Türkçe olimpiyatlarının güzelliğini, organizasyonun neredeyse kusursuz oluşunubaşka bir gönül gözü ile herkes söylemiştir. Diyecek bir şey yok tabi ki ama ben meseleye bakmak istiyorum.
Türkler yeniden geliyor. Bu geliş savaşa, kine değil, bu geliş ilk geliş gibi.
Evet, Türkler geliyor. Gelişleri 5 kıtada sevgi olmuş, hem dünyayı hem milletimizin ümit ağacını kurumaktan koruyor. Bu geliş, bir hüzün bekleyişi olup ıhlamurların çiçek açtığı zamanı beklememizi hatırlatıp vefa oluyor. Bu geliş, Anadolu’nun yeniden kendine gelişini hatırlatıyor. Bu gelişte dalgalara karşı direnen, yıkılmayan kepezleri hatırlatıyor.
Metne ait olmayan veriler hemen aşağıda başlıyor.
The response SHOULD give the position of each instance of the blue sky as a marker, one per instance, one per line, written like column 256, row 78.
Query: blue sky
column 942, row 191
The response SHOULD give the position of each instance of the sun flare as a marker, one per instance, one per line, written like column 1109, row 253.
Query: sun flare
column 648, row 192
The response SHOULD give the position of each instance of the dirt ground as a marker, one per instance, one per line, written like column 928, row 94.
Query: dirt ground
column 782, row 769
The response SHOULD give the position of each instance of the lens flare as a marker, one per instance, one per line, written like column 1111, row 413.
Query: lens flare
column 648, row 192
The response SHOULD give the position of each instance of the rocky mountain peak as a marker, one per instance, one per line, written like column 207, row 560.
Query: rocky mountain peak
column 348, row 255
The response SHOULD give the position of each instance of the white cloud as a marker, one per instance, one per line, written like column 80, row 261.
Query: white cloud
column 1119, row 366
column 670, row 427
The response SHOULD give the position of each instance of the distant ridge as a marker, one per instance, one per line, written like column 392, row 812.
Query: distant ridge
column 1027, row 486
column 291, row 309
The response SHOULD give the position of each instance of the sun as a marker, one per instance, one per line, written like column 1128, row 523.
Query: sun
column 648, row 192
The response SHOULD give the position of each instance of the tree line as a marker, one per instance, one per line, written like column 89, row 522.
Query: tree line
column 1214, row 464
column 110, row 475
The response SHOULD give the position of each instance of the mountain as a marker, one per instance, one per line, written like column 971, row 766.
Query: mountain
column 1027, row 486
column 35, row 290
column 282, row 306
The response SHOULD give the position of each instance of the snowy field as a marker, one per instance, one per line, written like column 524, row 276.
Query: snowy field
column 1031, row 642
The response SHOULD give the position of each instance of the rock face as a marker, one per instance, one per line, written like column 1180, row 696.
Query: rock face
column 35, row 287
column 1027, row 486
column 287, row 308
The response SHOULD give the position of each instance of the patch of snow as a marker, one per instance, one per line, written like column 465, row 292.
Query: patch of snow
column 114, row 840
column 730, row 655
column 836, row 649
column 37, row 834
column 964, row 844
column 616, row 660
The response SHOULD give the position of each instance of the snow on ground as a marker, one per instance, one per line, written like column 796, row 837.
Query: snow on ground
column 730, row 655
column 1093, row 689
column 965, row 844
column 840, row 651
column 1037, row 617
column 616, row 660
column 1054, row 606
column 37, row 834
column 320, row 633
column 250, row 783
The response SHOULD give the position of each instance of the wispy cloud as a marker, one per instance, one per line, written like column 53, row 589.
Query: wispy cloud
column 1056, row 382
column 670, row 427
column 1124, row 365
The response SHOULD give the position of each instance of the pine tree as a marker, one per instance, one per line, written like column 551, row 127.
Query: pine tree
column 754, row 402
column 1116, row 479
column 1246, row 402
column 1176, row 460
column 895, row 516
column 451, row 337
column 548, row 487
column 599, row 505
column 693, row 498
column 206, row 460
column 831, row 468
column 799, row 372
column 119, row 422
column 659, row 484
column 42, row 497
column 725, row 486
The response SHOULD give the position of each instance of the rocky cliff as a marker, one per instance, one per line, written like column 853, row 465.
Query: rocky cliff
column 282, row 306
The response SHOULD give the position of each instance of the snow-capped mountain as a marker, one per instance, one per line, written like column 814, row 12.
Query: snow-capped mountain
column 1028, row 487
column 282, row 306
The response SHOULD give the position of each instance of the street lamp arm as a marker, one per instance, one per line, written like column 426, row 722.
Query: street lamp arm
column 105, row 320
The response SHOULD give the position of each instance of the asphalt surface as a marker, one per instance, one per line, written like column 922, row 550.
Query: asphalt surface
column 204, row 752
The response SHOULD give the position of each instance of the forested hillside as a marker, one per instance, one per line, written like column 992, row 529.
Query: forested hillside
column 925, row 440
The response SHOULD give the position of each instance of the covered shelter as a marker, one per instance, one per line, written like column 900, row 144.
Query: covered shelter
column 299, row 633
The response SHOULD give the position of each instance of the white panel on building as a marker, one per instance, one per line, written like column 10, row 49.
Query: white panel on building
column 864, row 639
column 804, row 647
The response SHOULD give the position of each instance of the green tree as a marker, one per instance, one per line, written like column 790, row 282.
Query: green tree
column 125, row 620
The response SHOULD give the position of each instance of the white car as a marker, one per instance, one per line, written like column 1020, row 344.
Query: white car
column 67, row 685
Ve bu gelişle diriliyor bütün dünya ile yeniden. Dirilip “barışı” haykırıyoruz dünyaya, Mevla’m dert vermişse dermanını da vermiş diyen bir aktif sabrı hatırlıyoruz. Ayrılık türkülerimizin bizi olgunlaştırdığını, yüreğimizi odlarla dağladığını düşlüyor ve gurbet ellerdeki hüzün motifli hocamıza bir kez daha dualar gönderiyoruz.
Övez’in ustaca stand-up şovu, siyah gözlerde umudu arayan Türkmenistanlı kızın iç çırpınışları, merhum Adem Tatlı’nın minicik çocuğunun masumiyetine döktüğümüz göz yaşlarımız, Meclis başkanımızın içli konuşmaları ve siyaset adına özlü itirafı, bizi büyülü bir dünyada sanki cennetten bir anı yaşattı.
Yüreğimiz tarihle beraber yeniden dirildi, yeniden ümitlendik. Kanatlandık, önden giden atlılar olmaya söz verdik kendi kendimize, öğretmenine söz veren Mozambikli kardeşimizle beraber, biz de söz verdik. Ve ıhlamurlar çiçek açmadan “Türkler geliyor nidasının sevgiye bürünmüş olarak bütün dünyayı kapladığını” gördük.
5. Türkçe olimpiyatı yeni bir çığır ve dönüm noktasıdır. Dünya görüyor ve biliyor artık. Türkler yeniden geliyor. Hem bu geliş diğerlerinden de yürekten. Daha bir özlem, daha bir bizce ve daha bir sevgi dili ile…
Ben şimdi gözümü gökyüzüne diktim, dünyanın 100 den fazla ülkesinde “sevgi istek ve özlemle” Türkler geliyor diyen insanlığın ırmak şırıltısı kadar güzel seslerini dinliyorum. Uzatılan elimizi tutan ve sevgi bekleyen bütün dünyaya yüreğimizi, canımızı ve malımızı ortaya koyarak yedi baştan ahd-u beyanla “evet” diyoruz.